サラ・オットさんは、私も何年か前に地元のホールで聴きました。
前評判は高かったのですが、私は正直、あまり感心しませんでした。
技巧的にはとてもすばらしいようではありましたが、感動しなかったというか、気持ちがこもっていないような印象で、曲目も覚えていません。
儀礼的な拍手に答えて、小曲を一つおまけに弾きましたが、その後もいろいろなところで演奏しているので、ムラがあるのかなと思いました。

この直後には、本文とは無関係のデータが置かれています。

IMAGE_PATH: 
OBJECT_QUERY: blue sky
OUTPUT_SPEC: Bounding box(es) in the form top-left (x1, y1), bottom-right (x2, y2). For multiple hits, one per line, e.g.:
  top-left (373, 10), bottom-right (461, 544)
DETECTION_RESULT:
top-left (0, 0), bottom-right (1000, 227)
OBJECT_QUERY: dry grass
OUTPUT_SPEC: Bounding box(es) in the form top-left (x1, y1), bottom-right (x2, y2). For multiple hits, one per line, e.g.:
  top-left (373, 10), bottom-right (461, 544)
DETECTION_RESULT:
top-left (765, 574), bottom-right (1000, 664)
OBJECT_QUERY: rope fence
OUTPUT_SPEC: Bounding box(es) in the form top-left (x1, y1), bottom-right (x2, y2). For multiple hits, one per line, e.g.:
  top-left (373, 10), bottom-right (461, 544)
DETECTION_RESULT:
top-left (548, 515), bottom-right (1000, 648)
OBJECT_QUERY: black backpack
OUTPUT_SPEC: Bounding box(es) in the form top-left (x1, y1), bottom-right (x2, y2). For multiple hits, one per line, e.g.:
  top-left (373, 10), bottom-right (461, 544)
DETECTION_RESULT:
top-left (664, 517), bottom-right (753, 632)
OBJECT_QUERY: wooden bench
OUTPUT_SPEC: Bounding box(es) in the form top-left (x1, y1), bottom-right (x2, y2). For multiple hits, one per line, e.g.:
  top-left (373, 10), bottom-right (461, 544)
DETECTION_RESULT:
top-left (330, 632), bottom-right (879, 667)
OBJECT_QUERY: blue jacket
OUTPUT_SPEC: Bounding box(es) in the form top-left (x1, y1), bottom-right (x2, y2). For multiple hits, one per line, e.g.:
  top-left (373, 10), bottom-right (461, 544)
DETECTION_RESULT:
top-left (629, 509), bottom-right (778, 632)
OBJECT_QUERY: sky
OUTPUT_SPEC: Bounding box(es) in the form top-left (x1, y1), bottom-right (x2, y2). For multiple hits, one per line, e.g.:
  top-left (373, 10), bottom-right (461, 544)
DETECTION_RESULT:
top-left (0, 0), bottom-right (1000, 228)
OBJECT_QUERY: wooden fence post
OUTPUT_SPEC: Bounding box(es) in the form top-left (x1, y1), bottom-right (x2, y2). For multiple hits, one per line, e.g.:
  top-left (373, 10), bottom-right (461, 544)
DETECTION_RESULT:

裸足で弾く習慣があるらしく、その点は面白いなとは思いましたが・・。

キカイで聴く音楽とは違って、生の演奏は、どんなに定評のある人でも、その時の状況によって、いつも同じではないところが、面白いのかも知れませんね。
以後、彼女の演奏は、クラシック音楽チャンネルでも、時々耳にしますが、まだ若いし、これからの人でもあるのでしょうね。
お邪魔しました。
2017/03/15 22:50 by Clara
ベートーヴェンはびっくりするくらい良かったです。リヒャルト・シュトラウスはあんまり好みじゃないのですが、メインに持ってくるだけの説得力のある演奏でした。

うーん、そうなんですよ、紗良・オット。見た目はとてもいいんですが、音楽がいまだ伴っていない感じでした。